Richard Hugle
Richard Hugle war eine der Personen, die sich um die Erschließung des Emslandes besonders bemüht hat. Er war Bezirksplaner in Osnabrück und widmete sich besonders dem Emsland. Nach dem Ende des Zweiten Weltkriegs hatte er Pläne zur Erschließung des Emslandes ausgearbeitet. 1950 legte Hugle schließlich den „Raumordnungsplan für das Hannoversche Emsland“ vor. In diesem Werk hatte er die Probleme des Emslandes sowie Potentiale zur Erschließung formuliert. Das Werk war im April 1950 kurz vor dem Bundestagsbeschluss zum Emslandplan (5. Mai) erschienen. Johann Dietrich Lauenstein, Geschäftsführer der Emsland GmbH, hielt die Pläne dort für nicht ausgereift. Dies ist wohl auch mit der Konkurrenz zwischen der Emsland GmbH und der Bezirksplanung in Osnabrück zu erklären, die eigentlich für die Emslanderschließung zuständig gewesen wäre.

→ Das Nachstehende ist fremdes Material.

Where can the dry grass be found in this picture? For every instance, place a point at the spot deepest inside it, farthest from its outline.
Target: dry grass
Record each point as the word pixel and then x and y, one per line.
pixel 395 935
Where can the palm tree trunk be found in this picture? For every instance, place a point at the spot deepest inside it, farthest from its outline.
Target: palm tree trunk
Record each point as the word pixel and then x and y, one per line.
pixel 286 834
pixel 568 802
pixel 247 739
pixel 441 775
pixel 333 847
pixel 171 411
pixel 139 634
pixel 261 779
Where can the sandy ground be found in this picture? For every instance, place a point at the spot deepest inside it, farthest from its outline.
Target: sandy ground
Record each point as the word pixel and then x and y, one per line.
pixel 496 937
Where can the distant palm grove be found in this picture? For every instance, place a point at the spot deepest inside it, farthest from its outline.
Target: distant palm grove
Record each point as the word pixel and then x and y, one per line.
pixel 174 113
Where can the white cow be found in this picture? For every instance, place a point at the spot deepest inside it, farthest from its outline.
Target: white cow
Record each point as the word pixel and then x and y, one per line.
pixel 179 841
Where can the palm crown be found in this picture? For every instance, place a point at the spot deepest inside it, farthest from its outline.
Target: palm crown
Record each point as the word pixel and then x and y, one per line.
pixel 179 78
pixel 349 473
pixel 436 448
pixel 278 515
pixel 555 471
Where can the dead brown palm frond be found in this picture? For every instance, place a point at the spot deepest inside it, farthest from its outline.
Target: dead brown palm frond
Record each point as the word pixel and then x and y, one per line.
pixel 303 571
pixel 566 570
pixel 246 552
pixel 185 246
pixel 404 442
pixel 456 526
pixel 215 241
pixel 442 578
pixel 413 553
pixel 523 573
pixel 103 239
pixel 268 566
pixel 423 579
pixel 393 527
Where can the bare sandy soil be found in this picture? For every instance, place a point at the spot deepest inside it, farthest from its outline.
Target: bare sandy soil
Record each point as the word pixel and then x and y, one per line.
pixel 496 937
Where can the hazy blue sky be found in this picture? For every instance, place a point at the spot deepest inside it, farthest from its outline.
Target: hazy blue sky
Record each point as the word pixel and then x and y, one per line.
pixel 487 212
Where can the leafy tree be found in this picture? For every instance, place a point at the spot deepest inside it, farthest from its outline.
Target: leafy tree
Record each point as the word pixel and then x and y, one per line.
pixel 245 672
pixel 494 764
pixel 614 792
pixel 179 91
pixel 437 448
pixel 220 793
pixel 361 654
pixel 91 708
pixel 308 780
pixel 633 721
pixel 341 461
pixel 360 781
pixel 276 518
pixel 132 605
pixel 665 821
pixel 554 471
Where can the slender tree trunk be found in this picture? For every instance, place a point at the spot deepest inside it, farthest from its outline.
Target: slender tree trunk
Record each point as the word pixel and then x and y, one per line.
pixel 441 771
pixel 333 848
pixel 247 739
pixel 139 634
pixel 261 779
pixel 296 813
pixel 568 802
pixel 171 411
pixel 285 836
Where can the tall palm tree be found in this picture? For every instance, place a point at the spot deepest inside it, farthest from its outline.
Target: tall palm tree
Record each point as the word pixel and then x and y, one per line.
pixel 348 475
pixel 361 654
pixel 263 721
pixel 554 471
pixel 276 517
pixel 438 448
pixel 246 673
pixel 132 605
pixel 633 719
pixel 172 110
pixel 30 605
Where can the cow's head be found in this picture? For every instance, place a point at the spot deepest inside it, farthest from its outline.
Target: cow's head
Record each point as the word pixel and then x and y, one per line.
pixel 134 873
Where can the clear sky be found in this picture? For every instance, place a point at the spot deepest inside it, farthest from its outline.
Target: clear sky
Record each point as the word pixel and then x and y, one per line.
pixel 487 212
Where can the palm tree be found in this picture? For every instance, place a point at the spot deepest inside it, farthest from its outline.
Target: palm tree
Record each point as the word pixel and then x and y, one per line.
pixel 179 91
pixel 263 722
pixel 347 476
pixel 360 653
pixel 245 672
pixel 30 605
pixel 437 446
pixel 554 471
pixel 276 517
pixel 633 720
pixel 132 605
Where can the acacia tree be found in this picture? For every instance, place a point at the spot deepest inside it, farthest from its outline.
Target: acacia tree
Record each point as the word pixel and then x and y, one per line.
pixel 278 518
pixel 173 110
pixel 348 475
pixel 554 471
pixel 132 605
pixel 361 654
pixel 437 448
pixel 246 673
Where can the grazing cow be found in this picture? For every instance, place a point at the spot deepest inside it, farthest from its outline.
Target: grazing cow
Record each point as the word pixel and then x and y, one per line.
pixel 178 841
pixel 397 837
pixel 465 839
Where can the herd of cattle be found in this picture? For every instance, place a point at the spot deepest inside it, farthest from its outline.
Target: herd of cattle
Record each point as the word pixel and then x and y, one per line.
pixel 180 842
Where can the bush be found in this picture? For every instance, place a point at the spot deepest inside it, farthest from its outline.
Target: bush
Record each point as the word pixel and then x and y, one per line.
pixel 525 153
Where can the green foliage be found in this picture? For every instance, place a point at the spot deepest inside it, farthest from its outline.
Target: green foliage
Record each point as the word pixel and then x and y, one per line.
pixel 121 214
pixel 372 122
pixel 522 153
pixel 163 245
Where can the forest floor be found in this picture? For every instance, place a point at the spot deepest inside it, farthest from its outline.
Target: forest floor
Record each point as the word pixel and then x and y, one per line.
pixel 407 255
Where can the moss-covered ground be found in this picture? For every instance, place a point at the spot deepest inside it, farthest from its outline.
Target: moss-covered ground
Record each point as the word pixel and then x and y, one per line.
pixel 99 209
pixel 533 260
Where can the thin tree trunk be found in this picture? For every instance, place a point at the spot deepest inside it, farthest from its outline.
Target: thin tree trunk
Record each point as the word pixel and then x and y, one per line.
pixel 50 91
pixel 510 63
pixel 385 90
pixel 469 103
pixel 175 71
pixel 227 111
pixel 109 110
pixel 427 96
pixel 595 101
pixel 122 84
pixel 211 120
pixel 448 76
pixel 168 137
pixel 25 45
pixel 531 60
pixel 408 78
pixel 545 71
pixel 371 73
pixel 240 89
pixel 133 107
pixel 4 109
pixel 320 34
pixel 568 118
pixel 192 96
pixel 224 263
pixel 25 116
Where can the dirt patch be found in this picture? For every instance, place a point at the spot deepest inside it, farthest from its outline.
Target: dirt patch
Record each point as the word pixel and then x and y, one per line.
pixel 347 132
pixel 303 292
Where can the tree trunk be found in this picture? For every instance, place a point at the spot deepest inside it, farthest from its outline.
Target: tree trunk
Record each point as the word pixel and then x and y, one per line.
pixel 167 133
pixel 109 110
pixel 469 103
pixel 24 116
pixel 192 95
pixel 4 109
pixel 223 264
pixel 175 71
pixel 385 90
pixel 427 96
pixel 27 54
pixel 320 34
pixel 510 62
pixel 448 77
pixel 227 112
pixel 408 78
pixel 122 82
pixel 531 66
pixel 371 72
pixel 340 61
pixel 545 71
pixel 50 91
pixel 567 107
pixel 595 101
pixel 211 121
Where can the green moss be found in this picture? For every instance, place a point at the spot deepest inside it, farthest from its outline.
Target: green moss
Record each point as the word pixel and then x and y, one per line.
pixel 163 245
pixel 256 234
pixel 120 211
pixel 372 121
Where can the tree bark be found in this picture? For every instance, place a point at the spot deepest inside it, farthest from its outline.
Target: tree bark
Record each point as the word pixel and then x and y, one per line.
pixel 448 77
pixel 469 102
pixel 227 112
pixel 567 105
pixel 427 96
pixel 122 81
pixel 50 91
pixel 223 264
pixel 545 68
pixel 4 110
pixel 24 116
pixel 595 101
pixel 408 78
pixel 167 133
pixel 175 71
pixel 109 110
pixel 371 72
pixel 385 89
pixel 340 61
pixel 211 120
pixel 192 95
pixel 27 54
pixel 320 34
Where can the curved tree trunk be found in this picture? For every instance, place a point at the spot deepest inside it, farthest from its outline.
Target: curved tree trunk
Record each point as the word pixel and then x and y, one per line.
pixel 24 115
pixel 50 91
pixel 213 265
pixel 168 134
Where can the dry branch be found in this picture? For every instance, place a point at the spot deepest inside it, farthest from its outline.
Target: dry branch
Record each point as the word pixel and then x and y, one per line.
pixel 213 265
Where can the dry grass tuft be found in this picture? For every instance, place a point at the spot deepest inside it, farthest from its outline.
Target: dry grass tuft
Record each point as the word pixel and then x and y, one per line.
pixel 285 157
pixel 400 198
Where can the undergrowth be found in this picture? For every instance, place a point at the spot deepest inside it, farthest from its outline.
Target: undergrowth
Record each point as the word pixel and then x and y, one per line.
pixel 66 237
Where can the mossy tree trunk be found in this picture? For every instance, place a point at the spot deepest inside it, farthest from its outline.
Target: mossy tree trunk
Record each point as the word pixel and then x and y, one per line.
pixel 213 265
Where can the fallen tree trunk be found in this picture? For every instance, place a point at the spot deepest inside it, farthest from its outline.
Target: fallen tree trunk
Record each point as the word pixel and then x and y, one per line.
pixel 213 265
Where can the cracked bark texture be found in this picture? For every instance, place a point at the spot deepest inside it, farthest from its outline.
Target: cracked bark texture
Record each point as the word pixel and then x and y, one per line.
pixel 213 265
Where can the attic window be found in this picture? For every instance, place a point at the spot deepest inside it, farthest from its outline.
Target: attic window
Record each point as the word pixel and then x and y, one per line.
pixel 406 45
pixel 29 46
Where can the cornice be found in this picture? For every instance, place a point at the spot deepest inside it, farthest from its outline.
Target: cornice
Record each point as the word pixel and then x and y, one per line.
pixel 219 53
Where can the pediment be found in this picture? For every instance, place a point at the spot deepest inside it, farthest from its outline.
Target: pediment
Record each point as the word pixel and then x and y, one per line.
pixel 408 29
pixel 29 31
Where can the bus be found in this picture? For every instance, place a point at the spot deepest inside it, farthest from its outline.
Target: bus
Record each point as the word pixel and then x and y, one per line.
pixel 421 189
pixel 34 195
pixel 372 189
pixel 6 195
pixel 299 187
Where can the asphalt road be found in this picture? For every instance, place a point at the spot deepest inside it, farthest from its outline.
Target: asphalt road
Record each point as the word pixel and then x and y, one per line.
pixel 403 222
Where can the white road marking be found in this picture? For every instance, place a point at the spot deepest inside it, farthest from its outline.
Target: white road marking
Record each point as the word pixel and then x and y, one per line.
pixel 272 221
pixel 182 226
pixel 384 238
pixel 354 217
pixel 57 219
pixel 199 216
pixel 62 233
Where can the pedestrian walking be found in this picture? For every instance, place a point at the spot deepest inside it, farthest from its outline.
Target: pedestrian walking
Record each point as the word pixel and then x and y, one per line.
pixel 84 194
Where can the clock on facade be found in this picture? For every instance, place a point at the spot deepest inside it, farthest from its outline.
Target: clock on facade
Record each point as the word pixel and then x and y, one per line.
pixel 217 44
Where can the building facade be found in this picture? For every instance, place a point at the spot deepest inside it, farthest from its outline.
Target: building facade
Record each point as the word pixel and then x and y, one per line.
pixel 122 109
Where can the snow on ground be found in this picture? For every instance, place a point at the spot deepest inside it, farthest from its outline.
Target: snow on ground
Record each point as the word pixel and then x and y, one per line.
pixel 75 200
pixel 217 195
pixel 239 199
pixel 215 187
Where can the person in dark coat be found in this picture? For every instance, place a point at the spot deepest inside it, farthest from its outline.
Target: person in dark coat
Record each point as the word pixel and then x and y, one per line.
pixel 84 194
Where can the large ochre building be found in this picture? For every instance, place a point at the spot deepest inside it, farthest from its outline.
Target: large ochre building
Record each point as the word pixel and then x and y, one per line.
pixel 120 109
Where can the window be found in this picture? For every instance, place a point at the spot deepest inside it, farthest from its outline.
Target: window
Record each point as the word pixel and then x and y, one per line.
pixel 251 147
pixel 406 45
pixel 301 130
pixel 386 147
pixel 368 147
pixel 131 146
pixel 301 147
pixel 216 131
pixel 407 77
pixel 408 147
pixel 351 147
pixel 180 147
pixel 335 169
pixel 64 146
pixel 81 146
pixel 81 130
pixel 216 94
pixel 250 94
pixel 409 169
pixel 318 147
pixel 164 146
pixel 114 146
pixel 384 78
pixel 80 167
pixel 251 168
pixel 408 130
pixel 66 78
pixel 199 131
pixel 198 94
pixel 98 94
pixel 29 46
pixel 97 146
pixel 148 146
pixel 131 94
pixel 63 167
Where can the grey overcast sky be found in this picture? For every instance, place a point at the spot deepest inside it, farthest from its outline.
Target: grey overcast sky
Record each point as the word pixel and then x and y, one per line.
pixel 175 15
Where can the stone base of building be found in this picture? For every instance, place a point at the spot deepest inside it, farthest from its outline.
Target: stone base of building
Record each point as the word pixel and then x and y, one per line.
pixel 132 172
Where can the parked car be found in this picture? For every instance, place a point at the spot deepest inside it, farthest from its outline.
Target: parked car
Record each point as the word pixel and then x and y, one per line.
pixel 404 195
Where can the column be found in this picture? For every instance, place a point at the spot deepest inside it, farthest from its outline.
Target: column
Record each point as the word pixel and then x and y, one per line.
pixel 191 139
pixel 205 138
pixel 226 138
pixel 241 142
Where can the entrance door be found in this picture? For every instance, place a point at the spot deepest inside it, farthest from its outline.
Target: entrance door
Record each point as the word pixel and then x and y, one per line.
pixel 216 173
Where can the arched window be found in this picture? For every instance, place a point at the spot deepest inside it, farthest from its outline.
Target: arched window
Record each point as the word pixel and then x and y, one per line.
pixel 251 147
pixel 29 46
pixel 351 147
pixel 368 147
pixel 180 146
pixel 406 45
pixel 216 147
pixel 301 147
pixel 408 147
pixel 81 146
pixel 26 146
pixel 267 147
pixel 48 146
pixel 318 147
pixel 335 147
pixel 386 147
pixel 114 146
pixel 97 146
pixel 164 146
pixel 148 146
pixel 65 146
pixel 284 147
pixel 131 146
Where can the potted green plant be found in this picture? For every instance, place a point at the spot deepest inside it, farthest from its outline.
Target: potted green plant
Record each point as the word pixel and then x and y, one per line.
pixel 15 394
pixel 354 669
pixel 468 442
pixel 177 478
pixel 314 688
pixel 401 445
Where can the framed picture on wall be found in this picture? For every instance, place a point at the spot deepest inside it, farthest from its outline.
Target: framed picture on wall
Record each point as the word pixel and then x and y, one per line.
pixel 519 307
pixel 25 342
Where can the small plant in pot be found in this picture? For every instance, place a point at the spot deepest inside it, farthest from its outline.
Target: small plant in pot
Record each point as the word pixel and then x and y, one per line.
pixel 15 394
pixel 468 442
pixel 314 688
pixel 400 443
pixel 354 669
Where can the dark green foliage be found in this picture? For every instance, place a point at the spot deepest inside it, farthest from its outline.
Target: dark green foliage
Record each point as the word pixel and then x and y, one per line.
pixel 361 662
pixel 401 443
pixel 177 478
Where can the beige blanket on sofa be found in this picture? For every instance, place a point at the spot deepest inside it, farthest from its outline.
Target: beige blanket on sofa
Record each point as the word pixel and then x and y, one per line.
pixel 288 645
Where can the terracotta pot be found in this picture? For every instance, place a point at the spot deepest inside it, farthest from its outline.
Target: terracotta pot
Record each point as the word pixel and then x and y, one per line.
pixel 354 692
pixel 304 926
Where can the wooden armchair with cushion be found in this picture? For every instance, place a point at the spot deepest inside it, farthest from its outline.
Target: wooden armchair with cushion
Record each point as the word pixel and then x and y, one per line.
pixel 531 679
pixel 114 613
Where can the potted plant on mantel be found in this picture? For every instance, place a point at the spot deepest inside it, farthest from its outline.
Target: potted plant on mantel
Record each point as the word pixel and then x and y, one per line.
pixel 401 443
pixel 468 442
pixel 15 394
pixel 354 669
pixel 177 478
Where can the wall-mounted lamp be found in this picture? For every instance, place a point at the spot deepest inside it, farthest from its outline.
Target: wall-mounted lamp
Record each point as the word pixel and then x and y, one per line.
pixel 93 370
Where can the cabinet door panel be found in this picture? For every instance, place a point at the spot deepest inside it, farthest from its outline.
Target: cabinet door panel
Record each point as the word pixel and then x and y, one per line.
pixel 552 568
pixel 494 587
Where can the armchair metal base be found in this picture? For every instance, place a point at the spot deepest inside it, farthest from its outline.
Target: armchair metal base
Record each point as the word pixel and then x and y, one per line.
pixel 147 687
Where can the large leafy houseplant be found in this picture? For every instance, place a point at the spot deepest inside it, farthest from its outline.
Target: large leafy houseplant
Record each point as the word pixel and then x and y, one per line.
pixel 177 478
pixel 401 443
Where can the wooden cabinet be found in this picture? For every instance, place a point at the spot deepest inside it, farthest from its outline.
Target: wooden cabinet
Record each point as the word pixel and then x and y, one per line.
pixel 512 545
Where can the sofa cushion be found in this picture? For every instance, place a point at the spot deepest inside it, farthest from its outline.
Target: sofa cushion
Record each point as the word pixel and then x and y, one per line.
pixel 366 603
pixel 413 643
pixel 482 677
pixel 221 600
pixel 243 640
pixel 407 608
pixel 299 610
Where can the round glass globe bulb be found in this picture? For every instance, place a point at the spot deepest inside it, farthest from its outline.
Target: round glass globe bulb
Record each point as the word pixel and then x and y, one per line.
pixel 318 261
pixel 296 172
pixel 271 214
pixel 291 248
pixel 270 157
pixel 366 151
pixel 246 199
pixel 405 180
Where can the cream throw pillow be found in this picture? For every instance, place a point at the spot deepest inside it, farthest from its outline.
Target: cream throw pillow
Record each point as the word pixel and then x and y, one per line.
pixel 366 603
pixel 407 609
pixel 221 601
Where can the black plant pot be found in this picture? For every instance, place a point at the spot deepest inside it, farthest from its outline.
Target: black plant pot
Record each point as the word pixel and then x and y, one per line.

Hugle selbst war auch nicht auf geradem Wege zur Raumplanung gekommen. Ursprünglich hatte er eine Ausbildung zum Buchhändler absolviert und Germanistik, Philosophie, Geschichte und Sozialwissenschaften in Münster studiert. 1925 war er Leiter des Presse- und Verkehrsamtes der Stadt Osnabrück, nach Entlassung durch die Nationalsozialisten ab 1933 Landesplaner unter Regierungspräsident Bernhard Eggers. Später wurde er auch als Soldat im Zweiten Weltkrieg eingesetzt.
In dem neuerschienenen 130. Band der Osnabrücker Mitteilungen hat Christof Haverkamp sich mit der Biografie Hugles näher auseinandergesetzt. Der Band kann u. a. in der Bibliothek des Emsländischen Heimatbundes eingesehen werden.